(photo : Emmanuel Perrin)
(photo : Emmanuel Perrin)

Terre nourricière grâce à la domestication du Rhône, la Camargue est une terre d’élevage et de culture aux paysages hors du commun. Dotée d’un terroir singulier et méconnu, elle donne naissance à des vins dessinés à son image, tels les rosés gris de l’IGP Sable-de-Camargue et les rouges en IGP Bouches-du-Rhône Terre-de-Camargue et de l’IGP Méditerranée. Sixième et dernière étape de notre escapade en Camargue : le domaine Beaujeu.

Beaujeu respire la Camargue arlésienne. « Nous avons tout fait pour maintenir les équilibres en place depuis le début du siècle précédent, observe Pierre Cartier, que cinq générations ont précédé à la tête du domaine. En plus de la vigne, nous cultivons encore des céréales comme le riz, des luzernes et des fourrages de prairies naturelles. » De cette polyculture découlent des pratiques culturales propres à la région. Après les vendanges, les 27 hectares du domaine sont submergés avec l’eau du Rhône grâce au réseau de canaux utilisé pour inonder les rizières. Une technique qui permet de lutter contre les remontées de sel et qui isole les pieds de vigne des insectes et autres parasites. Après avoir replanté et restructuré le vignoble, au milieu des années 90, Pierre Cartier a mis l’accent sur la vente en bouteilles qui absorbe aujourd’hui la majeure partie de sa production.

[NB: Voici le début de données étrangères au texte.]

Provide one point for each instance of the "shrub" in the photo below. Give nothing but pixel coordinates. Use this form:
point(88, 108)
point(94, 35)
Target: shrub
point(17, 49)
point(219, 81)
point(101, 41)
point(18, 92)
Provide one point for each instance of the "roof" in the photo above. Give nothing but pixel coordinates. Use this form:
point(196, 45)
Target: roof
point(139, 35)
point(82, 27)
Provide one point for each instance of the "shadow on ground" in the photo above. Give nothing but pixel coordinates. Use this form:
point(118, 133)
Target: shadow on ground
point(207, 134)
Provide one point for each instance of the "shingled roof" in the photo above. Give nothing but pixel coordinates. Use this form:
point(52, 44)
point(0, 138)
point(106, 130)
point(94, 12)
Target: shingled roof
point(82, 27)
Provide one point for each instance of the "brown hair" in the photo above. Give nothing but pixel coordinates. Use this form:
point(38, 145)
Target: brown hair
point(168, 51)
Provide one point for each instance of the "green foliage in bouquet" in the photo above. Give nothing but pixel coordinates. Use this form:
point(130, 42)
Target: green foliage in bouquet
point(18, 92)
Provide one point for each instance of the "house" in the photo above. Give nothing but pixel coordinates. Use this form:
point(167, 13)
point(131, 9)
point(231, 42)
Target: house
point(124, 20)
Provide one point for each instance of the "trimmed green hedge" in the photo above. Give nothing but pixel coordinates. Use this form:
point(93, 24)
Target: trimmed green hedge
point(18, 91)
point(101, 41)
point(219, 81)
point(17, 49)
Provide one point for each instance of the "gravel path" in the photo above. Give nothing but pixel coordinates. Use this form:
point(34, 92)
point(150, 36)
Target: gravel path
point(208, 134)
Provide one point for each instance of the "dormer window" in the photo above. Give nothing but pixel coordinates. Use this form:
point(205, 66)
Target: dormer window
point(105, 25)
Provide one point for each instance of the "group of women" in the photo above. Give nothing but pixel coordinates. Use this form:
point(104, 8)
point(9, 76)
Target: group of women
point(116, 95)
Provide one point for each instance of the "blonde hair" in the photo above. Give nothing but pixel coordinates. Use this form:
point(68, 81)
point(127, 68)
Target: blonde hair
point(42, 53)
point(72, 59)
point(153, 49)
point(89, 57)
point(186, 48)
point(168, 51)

Pour augmenter encore la voilure, le vigneron vient d’investir dans la construction d’un caveau ultramoderne : 120 mètres carrés de bâtiment écoconçu. Il abrite sa gamme de vins d’IGP Bouches-du-Rhône Terre de Camargue ainsi que son riz, blanc et rouge, qui bénéficie également de l’IGP Riz de Camargue, et toute une collection de produits du terroir. Les vins et les huiles d’olive du Mas de Gourgonnier, produits en appellation Les Baux-de-Provence, autre propriété de la famille Cartier, sont également proposés. À Beaujeu, le rouge du domaine, 100 % marselan (7 €), rond et gourmand, offre une trame de fruits rouges soulignée d’épices. Un cran au-dessus, la cuvée Vincent 2016 (8,20 €) issue du même cépage gagnera en souplesse d’ici un à deux ans. Le rosé Pauline 2017 (6,70 €), 100 % caladoc, est un bel exemple de ce que donne la couleur dans ce vignoble. Dominé par les fruits rouges, il s’arrondit au palais où il s’aiguise d’une belle fraîcheur. Il sera du plus bel effet sur un thon rouge de Méditerranée.